But what does that mean for our bad guy? What does that mean for the Valiant universe at large?

Dysart promises something big, likely touching every other title going at Valiant.

“We get to reset the universe,” he teased. “It’s the thing in comics that people are always trying to pull off – you always want to try to change the status quo without changing the status quo so the reader gets a sense of change. All of the relationships are the same; who’s against whom, the motivations, the characters and who’s ‘bad’ and ‘good.’ And yet, we’re shaking everything up, the shape of all of those conflicts change.”

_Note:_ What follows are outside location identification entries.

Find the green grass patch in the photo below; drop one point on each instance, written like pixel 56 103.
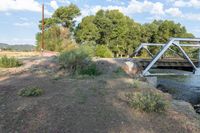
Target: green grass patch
pixel 9 62
pixel 147 101
pixel 31 92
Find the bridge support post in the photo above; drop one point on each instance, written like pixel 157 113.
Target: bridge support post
pixel 197 72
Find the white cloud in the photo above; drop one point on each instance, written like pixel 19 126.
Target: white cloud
pixel 192 16
pixel 64 1
pixel 186 3
pixel 54 4
pixel 134 6
pixel 175 12
pixel 21 5
pixel 22 24
pixel 7 14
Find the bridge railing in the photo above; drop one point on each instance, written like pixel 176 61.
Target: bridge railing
pixel 177 42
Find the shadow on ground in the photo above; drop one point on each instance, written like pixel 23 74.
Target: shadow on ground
pixel 79 105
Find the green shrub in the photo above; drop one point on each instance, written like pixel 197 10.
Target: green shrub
pixel 7 62
pixel 90 70
pixel 89 49
pixel 147 101
pixel 30 91
pixel 119 71
pixel 103 51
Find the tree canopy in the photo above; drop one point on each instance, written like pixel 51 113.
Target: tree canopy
pixel 109 28
pixel 58 28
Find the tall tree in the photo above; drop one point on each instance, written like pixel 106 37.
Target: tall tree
pixel 58 28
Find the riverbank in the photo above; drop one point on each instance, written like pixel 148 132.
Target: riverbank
pixel 84 104
pixel 182 88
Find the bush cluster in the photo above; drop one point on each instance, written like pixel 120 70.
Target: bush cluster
pixel 30 91
pixel 147 101
pixel 7 62
pixel 103 51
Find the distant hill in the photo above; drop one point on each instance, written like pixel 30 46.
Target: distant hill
pixel 17 47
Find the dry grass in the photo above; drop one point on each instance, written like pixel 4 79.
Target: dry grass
pixel 19 54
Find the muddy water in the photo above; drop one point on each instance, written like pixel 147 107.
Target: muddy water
pixel 182 87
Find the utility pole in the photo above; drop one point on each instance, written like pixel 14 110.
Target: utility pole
pixel 42 47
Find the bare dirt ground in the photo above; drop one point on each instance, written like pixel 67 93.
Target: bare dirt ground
pixel 81 104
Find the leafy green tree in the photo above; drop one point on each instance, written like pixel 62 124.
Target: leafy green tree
pixel 87 31
pixel 65 15
pixel 59 28
pixel 110 28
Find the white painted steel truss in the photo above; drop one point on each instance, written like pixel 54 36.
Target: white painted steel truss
pixel 179 43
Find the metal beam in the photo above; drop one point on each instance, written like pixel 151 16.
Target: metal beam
pixel 186 56
pixel 164 49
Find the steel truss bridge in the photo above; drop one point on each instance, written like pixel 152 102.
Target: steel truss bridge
pixel 185 62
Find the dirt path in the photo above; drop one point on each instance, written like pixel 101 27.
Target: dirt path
pixel 79 105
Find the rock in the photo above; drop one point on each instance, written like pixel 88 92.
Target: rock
pixel 130 68
pixel 184 107
pixel 197 108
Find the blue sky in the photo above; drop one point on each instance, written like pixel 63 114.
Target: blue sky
pixel 19 18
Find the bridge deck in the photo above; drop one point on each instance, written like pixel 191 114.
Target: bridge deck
pixel 162 63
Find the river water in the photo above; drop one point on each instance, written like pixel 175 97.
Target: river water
pixel 185 88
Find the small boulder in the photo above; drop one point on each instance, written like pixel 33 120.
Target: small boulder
pixel 130 68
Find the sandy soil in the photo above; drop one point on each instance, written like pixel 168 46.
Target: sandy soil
pixel 80 104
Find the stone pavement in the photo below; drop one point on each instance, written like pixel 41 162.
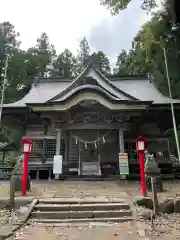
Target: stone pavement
pixel 110 190
pixel 101 231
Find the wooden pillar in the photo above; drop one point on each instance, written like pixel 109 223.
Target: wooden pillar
pixel 121 141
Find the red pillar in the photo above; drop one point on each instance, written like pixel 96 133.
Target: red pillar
pixel 142 173
pixel 25 174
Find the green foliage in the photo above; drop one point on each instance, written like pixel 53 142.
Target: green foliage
pixel 147 52
pixel 116 6
pixel 65 65
pixel 83 53
pixel 101 62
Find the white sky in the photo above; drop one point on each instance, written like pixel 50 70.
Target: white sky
pixel 65 21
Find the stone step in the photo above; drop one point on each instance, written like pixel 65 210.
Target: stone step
pixel 80 214
pixel 82 220
pixel 81 207
pixel 79 200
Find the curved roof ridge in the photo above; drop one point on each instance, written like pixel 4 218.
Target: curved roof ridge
pixel 83 74
pixel 89 86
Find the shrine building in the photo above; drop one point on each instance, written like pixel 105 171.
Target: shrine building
pixel 89 120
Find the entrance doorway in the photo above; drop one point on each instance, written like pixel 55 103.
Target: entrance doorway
pixel 89 161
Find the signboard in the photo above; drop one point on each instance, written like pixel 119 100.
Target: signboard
pixel 57 164
pixel 123 164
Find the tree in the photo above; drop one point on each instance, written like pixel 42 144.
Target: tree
pixel 8 43
pixel 116 6
pixel 45 53
pixel 147 54
pixel 101 61
pixel 84 53
pixel 65 65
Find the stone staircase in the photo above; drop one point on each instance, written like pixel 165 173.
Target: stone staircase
pixel 58 210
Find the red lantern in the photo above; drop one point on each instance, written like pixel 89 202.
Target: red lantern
pixel 26 144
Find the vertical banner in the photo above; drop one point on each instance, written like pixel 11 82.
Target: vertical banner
pixel 123 164
pixel 57 164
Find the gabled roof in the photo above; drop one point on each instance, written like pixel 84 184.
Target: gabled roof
pixel 121 88
pixel 102 81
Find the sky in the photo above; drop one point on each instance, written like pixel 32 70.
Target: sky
pixel 67 21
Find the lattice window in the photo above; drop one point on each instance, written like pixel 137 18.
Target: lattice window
pixel 38 147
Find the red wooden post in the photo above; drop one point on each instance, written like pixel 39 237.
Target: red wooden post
pixel 142 173
pixel 140 148
pixel 25 174
pixel 26 149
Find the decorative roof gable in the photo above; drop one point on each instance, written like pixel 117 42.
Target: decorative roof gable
pixel 92 79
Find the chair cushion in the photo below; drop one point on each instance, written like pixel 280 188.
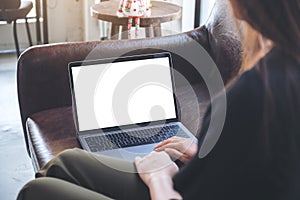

Harada, on the other hand, might come out of this story feeling diminished having been “outed” by the Renegades. According to Dysart, the struggle for the character is what will he (or can he) do next, now that he’s not restrained by 40 years of secrets, after suffering a defeat at “the hands of a bunch of high school dropouts and a former drug addict” as Dysart lovingly described our heroes.

“I think that ultimately, he has a very noble vision for himself, and this really upends that. Instead of being humbled, he’s going to be angry. So in talking about psychology, we’re going to see someone with a vision and it’s collapsed. Harada with a plan is more dangerous than Harada without a plan.”

And it’s not just Renegades and Harada who’ll be dealing with the consequences: “When you start dealing with human mortality and not just superhero mortality, that really changes the culture. That’s stuff that I want to explore.”